Taking this a step further, however, we also have to look at how Margaret’s argument in the Commerce Clause context may be relevant to the IP Clause and criminal sanctions for copyright infringement. There has been some very interesting work on the constitutional dimensions of IP in recent years. In particular, scholars like Jeanne Fromer and Larry Solum have argued that the IP Clause needs to be read not just as enabling but in fact also as limiting. So for instance, Jeanne has explained that Congress can only promote science and the useful arts by securing rights for limited times, not also by passing other laws that promote the ends of the IP Clause but subvert its means.
With that in mind, I have been thinking about what happens if we combine Margaret’s theory with that understanding of the IP Clause.
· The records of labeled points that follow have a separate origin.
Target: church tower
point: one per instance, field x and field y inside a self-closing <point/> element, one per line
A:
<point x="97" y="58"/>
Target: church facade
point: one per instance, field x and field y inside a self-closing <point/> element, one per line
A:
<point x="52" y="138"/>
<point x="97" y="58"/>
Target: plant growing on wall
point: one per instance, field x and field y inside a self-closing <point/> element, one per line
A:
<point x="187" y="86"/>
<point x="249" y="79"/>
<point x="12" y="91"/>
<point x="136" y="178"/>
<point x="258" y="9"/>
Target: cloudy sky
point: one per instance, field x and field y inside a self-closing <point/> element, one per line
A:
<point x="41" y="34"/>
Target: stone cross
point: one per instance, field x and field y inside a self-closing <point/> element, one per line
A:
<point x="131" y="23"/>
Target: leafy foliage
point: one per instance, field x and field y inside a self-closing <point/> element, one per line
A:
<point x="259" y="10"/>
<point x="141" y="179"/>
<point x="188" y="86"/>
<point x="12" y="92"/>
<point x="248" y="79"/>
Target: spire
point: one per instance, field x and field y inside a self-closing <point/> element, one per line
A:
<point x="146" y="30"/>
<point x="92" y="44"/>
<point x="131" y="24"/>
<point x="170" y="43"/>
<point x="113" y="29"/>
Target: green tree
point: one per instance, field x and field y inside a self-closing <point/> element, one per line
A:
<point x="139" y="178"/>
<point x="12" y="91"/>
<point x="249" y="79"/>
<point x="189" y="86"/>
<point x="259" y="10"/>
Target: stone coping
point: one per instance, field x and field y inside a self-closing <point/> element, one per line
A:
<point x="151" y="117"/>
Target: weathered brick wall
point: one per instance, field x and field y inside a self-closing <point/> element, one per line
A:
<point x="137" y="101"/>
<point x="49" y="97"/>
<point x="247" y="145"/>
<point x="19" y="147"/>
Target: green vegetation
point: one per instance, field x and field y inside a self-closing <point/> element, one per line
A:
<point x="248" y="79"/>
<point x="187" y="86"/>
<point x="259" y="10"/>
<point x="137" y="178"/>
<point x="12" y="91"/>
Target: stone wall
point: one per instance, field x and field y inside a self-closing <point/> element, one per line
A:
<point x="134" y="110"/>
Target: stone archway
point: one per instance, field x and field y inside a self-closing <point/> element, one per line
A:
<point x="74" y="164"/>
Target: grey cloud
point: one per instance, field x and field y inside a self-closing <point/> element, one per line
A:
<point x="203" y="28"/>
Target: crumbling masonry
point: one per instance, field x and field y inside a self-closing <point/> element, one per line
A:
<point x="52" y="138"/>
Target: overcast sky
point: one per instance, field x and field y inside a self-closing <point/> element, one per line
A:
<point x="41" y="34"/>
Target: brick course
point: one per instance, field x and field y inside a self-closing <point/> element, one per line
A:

What that would probably look like is to ask the question in every criminal copyright case whether the prosecutor can show beyond a reasonable doubt that convicting a particular defendant serves to further the purposes of the IP Clause, which could become a rather complex analysis depending on the case.
While not necessarily invalidating current criminal statutes for IP infringement, setting these additional requirements could significantly increase both the burden and workload of prosecutors involved in such cases. Given that the number of federal cases brought in these areas is already limited, such obligations could bring criminal prosecutions in IP to a near-standstill. This effect may be further increased if other constitutional problems than due process come to the surface as exploration of these issues proceeds.